Re: light weight counters: race free through local_t?

From: Zoltan Menyhart <>
Date: 2006-06-16 02:46:29
Christoph Lameter wrote:

> Good to know. But we would run into trouble if the atomic counters would 
> be contended.

Why do you think an atomic operation is more expensive in a contended case?

Let's take the following assumption:
Every time when a CPU wants to increment the counter, it's cache line is
in someone other's cache.

Case of an atomic operation:

1. Issuing an atomic operation (apparently can be absorbed)
2. Goes down by the OzQ of the L2 (no L1 action)
   (assuming the queue is "sufficiently empty")
3. L2 miss
4. Fetching data, obtaining exclusivity - very long
5. L2 is ready - do the atomic operation to the L2 entry - modified state
   (min 5 clock cycles for normal L2 access + 5 for the atomic operation)
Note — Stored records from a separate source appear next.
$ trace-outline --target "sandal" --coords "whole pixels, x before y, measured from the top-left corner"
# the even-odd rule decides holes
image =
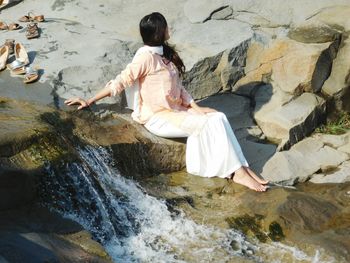
[[[19,59],[12,61],[10,64],[6,65],[7,69],[11,70],[13,75],[21,75],[26,73],[25,63]]]
[[[23,82],[25,84],[32,83],[39,78],[38,70],[32,67],[26,67],[26,75]]]
[[[8,30],[18,30],[21,29],[22,27],[17,24],[17,23],[11,23],[8,25]]]
[[[9,48],[9,55],[13,54],[13,50],[15,47],[15,40],[14,39],[6,39],[4,46],[7,46]]]
[[[9,48],[8,46],[2,46],[0,48],[0,71],[6,67],[6,61],[9,57]]]
[[[39,28],[37,23],[29,23],[27,25],[26,37],[27,39],[39,37]]]
[[[8,29],[9,29],[9,26],[5,22],[0,21],[0,30],[8,30]]]
[[[28,15],[22,16],[19,19],[20,22],[45,22],[43,15],[35,15],[33,12],[29,12]]]

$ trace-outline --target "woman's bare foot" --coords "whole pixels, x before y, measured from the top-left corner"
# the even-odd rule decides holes
[[[255,181],[243,167],[235,171],[233,181],[257,192],[266,191],[266,186]]]
[[[259,184],[265,185],[265,184],[268,184],[268,183],[269,183],[268,180],[261,179],[259,176],[257,176],[256,173],[254,173],[254,172],[252,171],[252,169],[250,169],[249,167],[244,167],[244,168],[246,169],[247,173],[248,173],[251,177],[253,177],[253,179],[254,179],[255,181],[257,181]]]

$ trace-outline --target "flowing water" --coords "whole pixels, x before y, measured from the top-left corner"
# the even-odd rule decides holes
[[[89,230],[115,262],[321,262],[318,251],[253,244],[237,231],[196,224],[122,177],[105,148],[79,154],[81,162],[60,171],[47,167],[50,205]]]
Case of __get_per_cpu(var)++:

1. Issuing an "ld4" can be absorbed
2. Goes down by the OzQ of the L2 (L1 miss)
   (assuming the queue is "sufficiently empty")
3. L2 miss
4. Fetching data, shared state - very long
5. L2 is ready - copy to L1 - into rx
   (min 5 clock cycle due to the L2)
6. Increment (1 cycle)
7. Post store to the OzQ of the L2 (L1 updated)
   (assuming the queue is "sufficiently empty")
8. L2 hit - obtain exclusivity - moderately long
9. L2 is ready - update it - modified state
   (min 5 clock cycles)

Please note
- the additional bus operation (address only) in step 8
- a 3rd CPU can kill our data between steps 5 - 8
  (very low probability)

(In case of strong contention, efforts have to be made to avoid cache
line sharing with other frequently used data - as usually...)

> Hmm... What about side effects such as pipeline stalls? fetchadd is 
> semaphore operation. Typically we use acquire semantics for volatiles. 
> Here the fetchadd has release semantics.
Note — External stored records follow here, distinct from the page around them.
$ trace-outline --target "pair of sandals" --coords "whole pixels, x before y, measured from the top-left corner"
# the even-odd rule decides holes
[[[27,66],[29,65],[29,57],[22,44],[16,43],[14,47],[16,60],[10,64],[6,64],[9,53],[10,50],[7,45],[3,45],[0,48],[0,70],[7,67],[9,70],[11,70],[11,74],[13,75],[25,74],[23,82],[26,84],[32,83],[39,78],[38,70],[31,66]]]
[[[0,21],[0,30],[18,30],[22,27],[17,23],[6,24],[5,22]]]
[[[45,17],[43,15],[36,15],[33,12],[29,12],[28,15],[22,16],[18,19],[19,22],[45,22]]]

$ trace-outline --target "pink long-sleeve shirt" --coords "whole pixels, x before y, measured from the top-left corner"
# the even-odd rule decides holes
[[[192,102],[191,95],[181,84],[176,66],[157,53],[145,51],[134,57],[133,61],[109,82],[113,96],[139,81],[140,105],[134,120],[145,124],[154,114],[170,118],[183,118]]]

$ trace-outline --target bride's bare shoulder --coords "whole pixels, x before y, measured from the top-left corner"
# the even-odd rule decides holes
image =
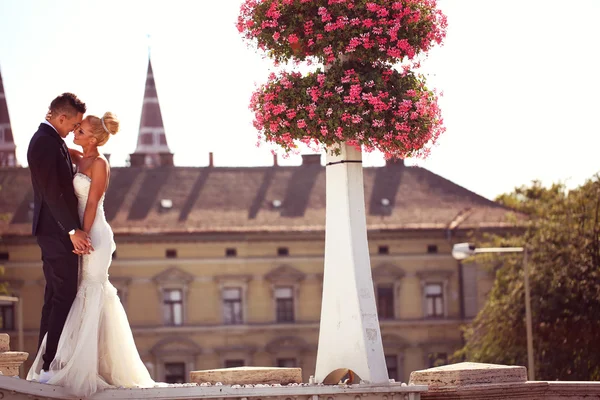
[[[90,170],[92,171],[92,176],[96,175],[106,177],[110,172],[110,164],[104,156],[99,156],[92,161]]]

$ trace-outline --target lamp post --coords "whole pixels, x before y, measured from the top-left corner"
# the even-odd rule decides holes
[[[529,380],[535,380],[533,362],[533,329],[531,322],[531,298],[529,293],[529,260],[526,247],[483,247],[478,248],[472,243],[458,243],[452,248],[452,257],[461,261],[465,258],[486,253],[523,253],[523,269],[525,275],[525,327],[527,330],[527,370]]]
> If we would use release semantics then the fetchadd would require all 
> prior accesses to be complete.

... or ".rel".
Yes, it is a one-direction barrier.
However, if there is not too many stuff in the OzQ, it has not too much
(It is very difficult to fill in the OzQ: SW pipe-line, N independent
loads / stores without ";;" - not very much frequent in the kernel)

> Acquire semantics may be easier. But the best would be a fetchadd without 
> any serialization that would be like the inc/dec memory on i386, which 
> does not exist in the IA64 instruction set.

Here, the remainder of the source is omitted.